U.S. consumer spending rose slightly more than expected in February for the eighth straight month of gains as households tapped their savings, government data showed on Monday, while inflation accelerated at its fastest pace since June 2009.
KEY POINTS: * The Commerce Department said spending rose 0.7 percent after an upwardly revised 0.3 percent gain in January. * Economists polled by Reuters had expected spending, which accounts for about 70 percent of U.S. economic activity, to advance 0.6 percent in February after a previously reported 0.2 percent rise.
JOSEPH TREVISANI, CHIEF MARKET ANALYST, FX SOLUTIONS, SADDLE RIVER, NEW JERSEY:
The PCE numbers will help both sides of the QE dispute. Inflation is higher but not by enough to worry Bernanke.
PAUL DALES, SENIOR US ECONOMIST, CAPITAL ECONOMICS, TORONTO:
February's U.S. personal and income spending data provide yet more evidence that higher prices are denting economic growth. The 0.3 percent m/m increase in nominal income was not too bad - incomes were up by 5.1 percent in the last year.
But as prices are rising at a faster rate, real incomes fell, by 0.1 percent m/m. That's the first drop since September.

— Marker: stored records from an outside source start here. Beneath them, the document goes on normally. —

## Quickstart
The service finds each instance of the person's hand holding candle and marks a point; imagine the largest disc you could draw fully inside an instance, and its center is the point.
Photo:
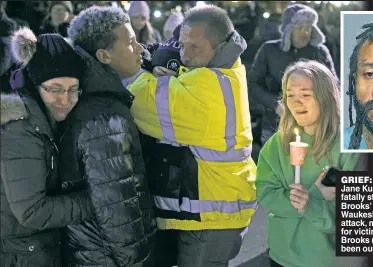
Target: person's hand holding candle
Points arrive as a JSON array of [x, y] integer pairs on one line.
[[298, 152], [299, 197]]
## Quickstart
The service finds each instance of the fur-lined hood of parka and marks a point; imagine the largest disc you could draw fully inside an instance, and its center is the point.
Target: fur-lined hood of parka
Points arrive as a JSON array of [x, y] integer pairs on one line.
[[12, 108]]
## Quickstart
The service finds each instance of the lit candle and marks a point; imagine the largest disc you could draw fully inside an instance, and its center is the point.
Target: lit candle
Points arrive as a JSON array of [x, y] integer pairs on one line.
[[298, 136], [297, 168]]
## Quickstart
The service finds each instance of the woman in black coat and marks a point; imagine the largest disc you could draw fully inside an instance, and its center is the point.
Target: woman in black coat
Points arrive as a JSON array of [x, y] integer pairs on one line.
[[32, 210]]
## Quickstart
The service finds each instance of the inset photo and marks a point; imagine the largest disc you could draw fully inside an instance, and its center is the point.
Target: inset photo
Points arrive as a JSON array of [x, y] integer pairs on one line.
[[357, 81]]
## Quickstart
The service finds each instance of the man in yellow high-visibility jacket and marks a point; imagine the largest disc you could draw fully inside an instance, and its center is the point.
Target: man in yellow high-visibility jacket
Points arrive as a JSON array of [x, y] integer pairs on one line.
[[202, 174]]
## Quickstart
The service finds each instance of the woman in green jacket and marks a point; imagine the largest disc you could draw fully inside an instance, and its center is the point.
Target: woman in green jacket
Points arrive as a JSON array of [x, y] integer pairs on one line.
[[301, 223]]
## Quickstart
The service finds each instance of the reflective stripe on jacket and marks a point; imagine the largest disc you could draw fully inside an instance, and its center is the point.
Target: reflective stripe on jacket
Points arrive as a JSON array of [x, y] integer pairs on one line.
[[207, 111]]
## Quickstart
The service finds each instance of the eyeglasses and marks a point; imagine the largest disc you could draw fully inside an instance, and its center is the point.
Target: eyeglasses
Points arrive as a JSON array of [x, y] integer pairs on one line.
[[72, 93]]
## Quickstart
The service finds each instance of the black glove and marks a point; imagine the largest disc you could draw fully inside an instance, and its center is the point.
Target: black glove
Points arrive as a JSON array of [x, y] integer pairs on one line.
[[147, 56]]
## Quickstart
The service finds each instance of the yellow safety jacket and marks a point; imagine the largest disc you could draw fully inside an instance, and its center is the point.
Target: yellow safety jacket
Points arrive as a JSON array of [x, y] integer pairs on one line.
[[206, 110]]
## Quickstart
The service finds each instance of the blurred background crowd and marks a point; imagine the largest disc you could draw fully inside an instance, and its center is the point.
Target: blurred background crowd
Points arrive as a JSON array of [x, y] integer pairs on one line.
[[154, 21], [257, 21]]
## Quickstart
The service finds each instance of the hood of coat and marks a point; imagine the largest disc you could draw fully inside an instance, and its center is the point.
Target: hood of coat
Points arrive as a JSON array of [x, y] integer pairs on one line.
[[12, 108]]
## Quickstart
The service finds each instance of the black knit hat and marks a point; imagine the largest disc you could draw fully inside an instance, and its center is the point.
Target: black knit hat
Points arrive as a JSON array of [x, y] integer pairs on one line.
[[46, 57], [68, 4], [168, 54]]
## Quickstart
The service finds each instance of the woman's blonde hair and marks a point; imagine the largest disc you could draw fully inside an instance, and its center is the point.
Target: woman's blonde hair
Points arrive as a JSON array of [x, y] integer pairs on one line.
[[326, 93]]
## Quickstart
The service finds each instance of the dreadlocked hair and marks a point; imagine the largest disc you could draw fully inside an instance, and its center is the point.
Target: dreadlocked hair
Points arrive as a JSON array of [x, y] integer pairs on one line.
[[361, 110]]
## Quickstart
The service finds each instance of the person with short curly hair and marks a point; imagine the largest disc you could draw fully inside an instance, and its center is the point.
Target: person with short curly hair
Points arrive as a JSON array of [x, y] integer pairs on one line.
[[360, 91], [105, 150]]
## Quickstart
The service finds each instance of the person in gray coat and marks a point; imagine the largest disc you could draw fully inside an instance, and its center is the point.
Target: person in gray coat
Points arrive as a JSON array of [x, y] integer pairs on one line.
[[300, 39], [32, 208]]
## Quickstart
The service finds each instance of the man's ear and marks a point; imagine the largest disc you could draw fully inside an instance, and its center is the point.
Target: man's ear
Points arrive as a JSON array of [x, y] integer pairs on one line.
[[103, 56]]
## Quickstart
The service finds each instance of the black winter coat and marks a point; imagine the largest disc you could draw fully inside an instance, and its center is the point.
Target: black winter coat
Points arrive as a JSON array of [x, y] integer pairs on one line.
[[31, 208], [102, 154], [270, 62]]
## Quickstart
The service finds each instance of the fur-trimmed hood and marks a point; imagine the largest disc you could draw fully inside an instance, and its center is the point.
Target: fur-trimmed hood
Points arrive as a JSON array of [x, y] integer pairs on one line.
[[12, 108], [300, 14]]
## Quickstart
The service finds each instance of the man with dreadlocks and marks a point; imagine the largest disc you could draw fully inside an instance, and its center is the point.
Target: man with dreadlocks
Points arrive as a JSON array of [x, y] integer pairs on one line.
[[360, 91]]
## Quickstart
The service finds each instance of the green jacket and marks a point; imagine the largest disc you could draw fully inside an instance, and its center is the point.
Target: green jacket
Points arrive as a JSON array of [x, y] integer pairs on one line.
[[294, 239]]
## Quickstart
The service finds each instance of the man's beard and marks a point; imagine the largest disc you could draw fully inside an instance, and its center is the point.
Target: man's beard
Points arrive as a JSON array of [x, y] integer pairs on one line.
[[363, 113]]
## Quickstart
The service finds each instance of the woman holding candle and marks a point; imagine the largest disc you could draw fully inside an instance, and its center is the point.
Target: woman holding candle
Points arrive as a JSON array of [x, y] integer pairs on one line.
[[301, 226]]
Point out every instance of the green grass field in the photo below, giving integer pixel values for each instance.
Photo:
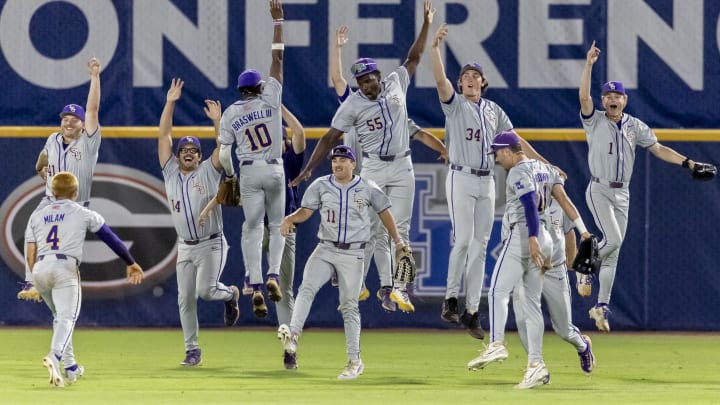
(405, 367)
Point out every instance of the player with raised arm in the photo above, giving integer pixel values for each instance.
(346, 203)
(254, 124)
(202, 249)
(471, 123)
(612, 136)
(378, 114)
(343, 91)
(74, 148)
(556, 287)
(54, 240)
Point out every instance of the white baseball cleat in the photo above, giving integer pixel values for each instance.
(599, 314)
(288, 340)
(53, 365)
(495, 351)
(352, 370)
(536, 374)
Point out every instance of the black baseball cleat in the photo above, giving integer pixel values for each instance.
(449, 311)
(472, 324)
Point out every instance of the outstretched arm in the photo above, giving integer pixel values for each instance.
(278, 47)
(335, 67)
(93, 102)
(213, 110)
(165, 127)
(586, 105)
(298, 139)
(418, 46)
(445, 88)
(326, 143)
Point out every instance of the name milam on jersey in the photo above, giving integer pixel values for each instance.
(250, 117)
(54, 218)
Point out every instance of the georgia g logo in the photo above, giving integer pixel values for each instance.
(133, 204)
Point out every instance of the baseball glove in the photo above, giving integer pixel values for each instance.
(587, 260)
(704, 171)
(405, 268)
(229, 192)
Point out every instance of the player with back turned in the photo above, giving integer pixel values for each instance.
(54, 240)
(378, 114)
(612, 136)
(254, 124)
(74, 149)
(471, 123)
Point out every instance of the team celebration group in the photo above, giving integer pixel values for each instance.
(364, 205)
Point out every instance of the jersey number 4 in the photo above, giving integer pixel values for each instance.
(53, 239)
(259, 137)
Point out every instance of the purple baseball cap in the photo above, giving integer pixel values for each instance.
(504, 140)
(249, 78)
(471, 66)
(614, 87)
(363, 66)
(187, 140)
(73, 109)
(343, 151)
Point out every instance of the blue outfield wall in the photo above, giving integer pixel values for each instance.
(667, 278)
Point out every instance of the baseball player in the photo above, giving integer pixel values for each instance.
(526, 246)
(345, 202)
(74, 148)
(556, 287)
(202, 249)
(343, 91)
(254, 123)
(54, 240)
(471, 123)
(612, 136)
(378, 114)
(293, 158)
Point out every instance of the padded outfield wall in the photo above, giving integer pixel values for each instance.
(667, 278)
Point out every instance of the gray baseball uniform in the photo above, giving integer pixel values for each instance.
(611, 156)
(381, 127)
(513, 264)
(556, 287)
(202, 250)
(470, 189)
(344, 230)
(255, 126)
(58, 230)
(78, 158)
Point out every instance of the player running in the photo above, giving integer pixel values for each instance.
(202, 249)
(54, 240)
(346, 203)
(378, 114)
(74, 149)
(612, 136)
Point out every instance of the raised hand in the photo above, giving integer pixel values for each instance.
(593, 54)
(341, 37)
(94, 67)
(276, 10)
(175, 90)
(213, 109)
(429, 11)
(440, 35)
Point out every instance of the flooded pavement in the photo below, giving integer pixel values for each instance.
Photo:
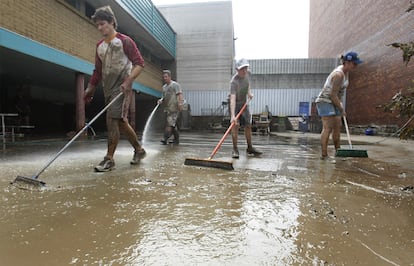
(285, 208)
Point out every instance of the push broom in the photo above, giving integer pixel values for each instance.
(350, 152)
(34, 179)
(209, 162)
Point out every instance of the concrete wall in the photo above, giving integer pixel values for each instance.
(205, 47)
(278, 85)
(56, 24)
(366, 27)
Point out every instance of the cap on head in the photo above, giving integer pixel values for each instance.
(166, 71)
(352, 57)
(242, 63)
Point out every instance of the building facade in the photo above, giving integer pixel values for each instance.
(47, 49)
(366, 27)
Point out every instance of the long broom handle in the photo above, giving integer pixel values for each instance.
(228, 130)
(77, 135)
(347, 133)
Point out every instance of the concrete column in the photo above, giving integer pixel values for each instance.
(80, 103)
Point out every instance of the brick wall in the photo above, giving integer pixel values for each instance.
(366, 27)
(58, 25)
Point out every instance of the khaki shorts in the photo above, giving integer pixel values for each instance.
(172, 119)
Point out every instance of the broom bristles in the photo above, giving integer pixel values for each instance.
(209, 163)
(351, 153)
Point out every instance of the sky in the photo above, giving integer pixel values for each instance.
(266, 29)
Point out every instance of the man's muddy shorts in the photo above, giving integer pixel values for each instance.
(245, 118)
(327, 109)
(172, 119)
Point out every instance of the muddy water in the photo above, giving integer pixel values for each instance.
(285, 208)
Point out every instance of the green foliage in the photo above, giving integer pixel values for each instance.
(402, 103)
(406, 48)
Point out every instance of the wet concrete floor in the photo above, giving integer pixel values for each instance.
(285, 208)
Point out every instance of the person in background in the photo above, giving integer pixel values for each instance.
(118, 62)
(329, 104)
(239, 91)
(172, 100)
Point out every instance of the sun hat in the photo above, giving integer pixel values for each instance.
(242, 63)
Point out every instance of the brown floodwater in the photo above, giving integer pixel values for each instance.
(285, 208)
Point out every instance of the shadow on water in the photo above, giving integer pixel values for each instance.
(284, 208)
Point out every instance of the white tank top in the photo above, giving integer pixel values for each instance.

Similarly, higher prices, especially for gasoline, meant that the decent 0.7 percent m/m gain in nominal spending translated into a modest 0.3 percent m/m increase in real spending. That's better than in either of the previous two months, but it's still not much to shout about.
Even if real spending were to increase by 0.3 percent m/m in March, real consumption in the first quarter will grow at an annualized rate of between 2.0 percent and 2.5 percent. That would suggest the 4.1 percent gain seen in the fourth quarter of last year was just another false dawn.
MICHAEL WOOLFOLK, MANAGING DIRECTOR, BNY MELLON GLOBAL MARKETS, NEW YORK:
Judging from the CPI, PPI and PCE data, core inflation has bottomed and begun to rise, albeit at a glacial pace. From Bernanke's perspective, today's data reaffirms the need to maintain the current QE II program until inflation and unemployment return to more desirable levels. At the same time, the personal savings rate remains comfortably above the 5.0 percent level, despite signs that the consumer spending is picking up. Without explicit evidence of inflationary problems in the core, it is difficult to imagine Bernanke's dovish position being altered in any material way. Plosser's comments on Friday not withstanding, it is premature to expect any sustained campaign of monetary tightening from the Fed.
WAYNE KAUFMAN, CHIEF MARKET ANALYST, JOHN THOMAS FINANCIAL, NEW YORK:
All these numbers look reasonably in line, so there's no surprise. You're seeing really a nil reaction in futures.
DAVID ADER, HEAD OF GOVERNMENT BOND STRATEGY, CRT CAPITAL, STAMFORD, CONNECTICUT:
The headlines were close to consensus expectations but some of the underlying components are a bit tedious. Real PCE and income gains were tame to say the least versus their nominal components showing that higher prices are behind most of the gains versus a real increase in spending.
So, higher prices represent a tax in the sense incomes are not holding pace. Real income ex transfer were 0 percent. Thus Q1 GDP looks weaker than the consensus forecasts at this stage.
The bond market, of course, is weaker as it faces supply and the curve is pretty steady through it all. Is it a focus on inflation implied in this report? We're not sure but suspect supply is its own 'reward.'
FRANK LESH, A FUTURES ANALYST AND BROKER, FUTUREPATH TRADING LLC, CHICAGO:
The consumption number was good and that is supportive for the market. There was some thought that consumer spending might not be holding up in the current environment and this says those worries may be unfounded -- at least for the time being.
MARKET REACTION: STOCKS: U.S. stock index futures hold slight gains. BONDS: U.S. Treasury debt prices widen their losses. FOREX: The dollar holds steady at higher levels versus the euro and yen.